From semantic-mediawiki.org
Jump to: navigation, search
Full-text searchFulltext/Indexing

The index update only occurs on a change propagation therefore the initialization of the index should be done manually using the rebuildFulltextSearchTable.php script or 1 to prepare and create the initial index content.

Manual indexing

The simplest way to do that is by running:

php maintenance/rebuildFulltextSearchTable.php --quick -v

This will output something similar to below example where the script explains the configuration used including what datatypes are enabled or which properties are excluded. It also outputs the version used by onoi/tesa which provides some text sanitization functions.

$ php maintenance/rebuildFulltextSearchTable.php --quick -v

The script rebuilds the search index from property tables that
support a fulltext search.

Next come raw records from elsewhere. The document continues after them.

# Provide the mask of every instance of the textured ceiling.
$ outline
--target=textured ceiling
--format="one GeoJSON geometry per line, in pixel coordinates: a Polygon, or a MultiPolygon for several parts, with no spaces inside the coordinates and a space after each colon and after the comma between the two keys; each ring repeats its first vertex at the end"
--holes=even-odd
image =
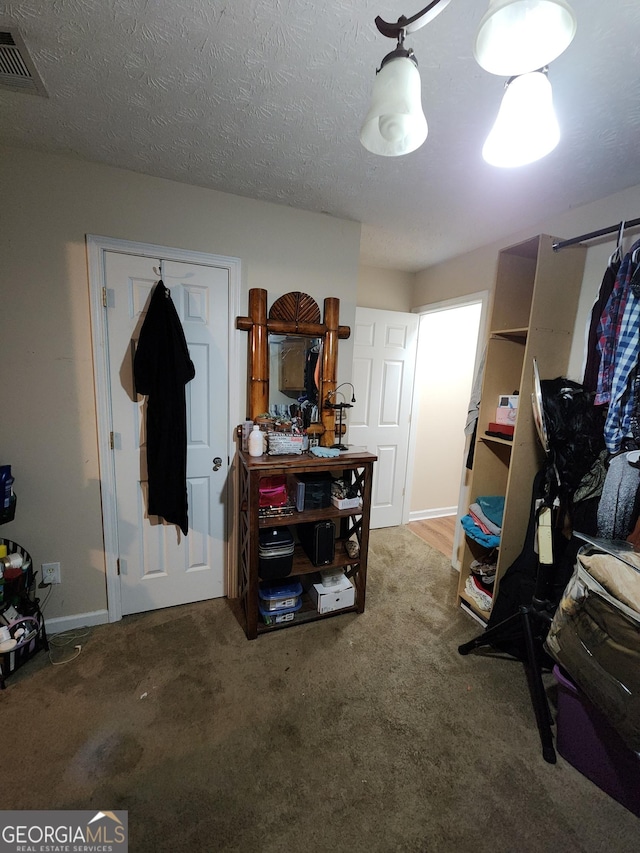
{"type": "Polygon", "coordinates": [[[407,38],[429,136],[400,158],[358,132],[394,47],[374,18],[421,0],[0,2],[49,93],[0,91],[0,141],[356,220],[363,263],[418,270],[640,184],[640,2],[571,4],[549,75],[562,140],[518,170],[480,153],[504,85],[472,56],[488,0],[407,38]]]}

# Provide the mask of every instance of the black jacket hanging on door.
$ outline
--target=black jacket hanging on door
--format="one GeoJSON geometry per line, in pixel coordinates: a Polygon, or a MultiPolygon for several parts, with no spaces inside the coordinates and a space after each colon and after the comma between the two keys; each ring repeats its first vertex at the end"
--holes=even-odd
{"type": "Polygon", "coordinates": [[[182,532],[187,511],[185,386],[196,375],[180,318],[162,281],[154,288],[133,363],[136,392],[147,395],[149,515],[182,532]]]}

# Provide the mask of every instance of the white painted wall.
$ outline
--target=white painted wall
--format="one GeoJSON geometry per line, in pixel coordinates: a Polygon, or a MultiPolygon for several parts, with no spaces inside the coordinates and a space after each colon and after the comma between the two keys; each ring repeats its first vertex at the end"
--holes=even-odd
{"type": "Polygon", "coordinates": [[[415,273],[361,266],[358,306],[382,311],[411,311],[415,273]]]}

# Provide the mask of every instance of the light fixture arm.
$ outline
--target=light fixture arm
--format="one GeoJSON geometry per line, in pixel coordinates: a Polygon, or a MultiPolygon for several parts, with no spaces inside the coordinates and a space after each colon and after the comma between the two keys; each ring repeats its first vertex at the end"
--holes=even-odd
{"type": "Polygon", "coordinates": [[[432,21],[437,15],[447,8],[451,0],[432,0],[428,6],[425,6],[420,12],[416,12],[410,18],[400,15],[395,24],[388,21],[383,21],[378,15],[375,20],[376,27],[387,38],[397,39],[398,42],[404,40],[407,33],[415,33],[429,21],[432,21]],[[401,37],[402,34],[402,37],[401,37]]]}

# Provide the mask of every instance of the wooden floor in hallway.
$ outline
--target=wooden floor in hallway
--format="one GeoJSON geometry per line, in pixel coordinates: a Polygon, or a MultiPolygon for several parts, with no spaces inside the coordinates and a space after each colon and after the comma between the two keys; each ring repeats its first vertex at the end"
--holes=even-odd
{"type": "Polygon", "coordinates": [[[420,521],[411,521],[407,525],[409,530],[440,551],[445,557],[451,557],[453,551],[453,536],[456,528],[455,515],[443,515],[440,518],[423,518],[420,521]]]}

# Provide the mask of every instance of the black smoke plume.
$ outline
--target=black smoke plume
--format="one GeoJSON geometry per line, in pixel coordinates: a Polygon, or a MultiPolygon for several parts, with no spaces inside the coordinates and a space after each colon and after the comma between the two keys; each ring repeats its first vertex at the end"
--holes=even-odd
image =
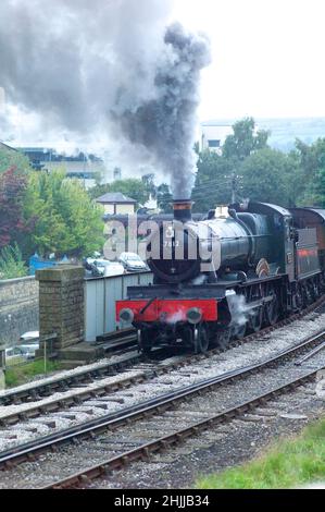
{"type": "MultiPolygon", "coordinates": [[[[166,28],[172,0],[1,0],[0,87],[43,129],[110,134],[168,175],[174,197],[193,182],[203,35],[166,28]]],[[[132,150],[130,154],[135,155],[132,150]]],[[[141,163],[140,161],[135,162],[141,163]]]]}

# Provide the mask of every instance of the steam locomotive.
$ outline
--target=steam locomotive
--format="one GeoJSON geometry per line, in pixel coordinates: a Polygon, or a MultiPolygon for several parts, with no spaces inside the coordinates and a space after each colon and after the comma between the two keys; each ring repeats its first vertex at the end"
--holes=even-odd
{"type": "Polygon", "coordinates": [[[116,319],[137,329],[139,350],[226,348],[325,292],[325,210],[248,202],[193,220],[190,200],[147,240],[153,284],[128,287],[116,319]]]}

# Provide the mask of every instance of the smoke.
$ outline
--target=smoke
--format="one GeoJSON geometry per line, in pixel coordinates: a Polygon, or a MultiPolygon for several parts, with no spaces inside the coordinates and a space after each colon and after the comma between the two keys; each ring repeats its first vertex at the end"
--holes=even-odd
{"type": "Polygon", "coordinates": [[[1,0],[0,87],[8,100],[84,139],[193,182],[196,109],[209,42],[179,24],[172,0],[1,0]],[[104,137],[103,137],[104,134],[104,137]]]}
{"type": "Polygon", "coordinates": [[[227,303],[232,315],[232,327],[237,333],[254,315],[255,309],[246,302],[246,297],[234,290],[226,291],[227,303]]]}

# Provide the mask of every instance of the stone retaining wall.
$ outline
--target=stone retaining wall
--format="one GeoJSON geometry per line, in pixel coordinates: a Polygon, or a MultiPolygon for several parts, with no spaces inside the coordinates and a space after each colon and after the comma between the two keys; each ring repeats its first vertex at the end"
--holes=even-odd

Any change of the index rules (altered
stopwords, new stemmer etc.) and/or a newly added or altered table
requires to run this script again to ensure that the index complies
with the rules set forth by the DB or Sanitizer.

## Configuration

- ICU (Intl) PHP-extension         54.1
- Tesa::Sanitizer                  0.2
- Tesa::Transliterator             0.2
- Tesa::LanguageDetector           (Disabled)
- DataTypes (Indexable)            BLOB, URI, WIKIPAGE

The following properties are exempted from the indexing process.

- _ASKFO, _ASKST, _IMPO, _LCODE, _UNIT, _CONV, _TYPE, _ERRT, _INST
- _ASK, _SOBJ, ___EUSER, ___CUSER, ___SUBP, ___EXIFDATA, __sci_cite
- __sil_iwl_lang, __sil_ill_lang

## Indexing

The entire index table is going to be purged first and
it may take a moment before the rebuild is completed due to
dependencies on table content including varying options.

The index table was purged.

Rebuilding the text index from (rows finished/expected):

- smw_di_blob                       100% (2387/2387)
- smw_di_uri                        100% (1990/1990)

You may run option --optimize which in case of MySQL will ensure that "... builds the table to update index statistics and free unused space in the clustered index ..." 2

php maintenance/rebuildFulltextSearchTable.php --quick --optimize

References

  1. ^  Semantic MediaWiki: GitHub pull request #2142
  2. ^  Optimizing InnoDB Full-Text Indexes notes "Running OPTIMIZE TABLE on a table with a full-text index rebuilds the full-text index, removing deleted Document IDs and consolidating multiple entries for the same word, where possible."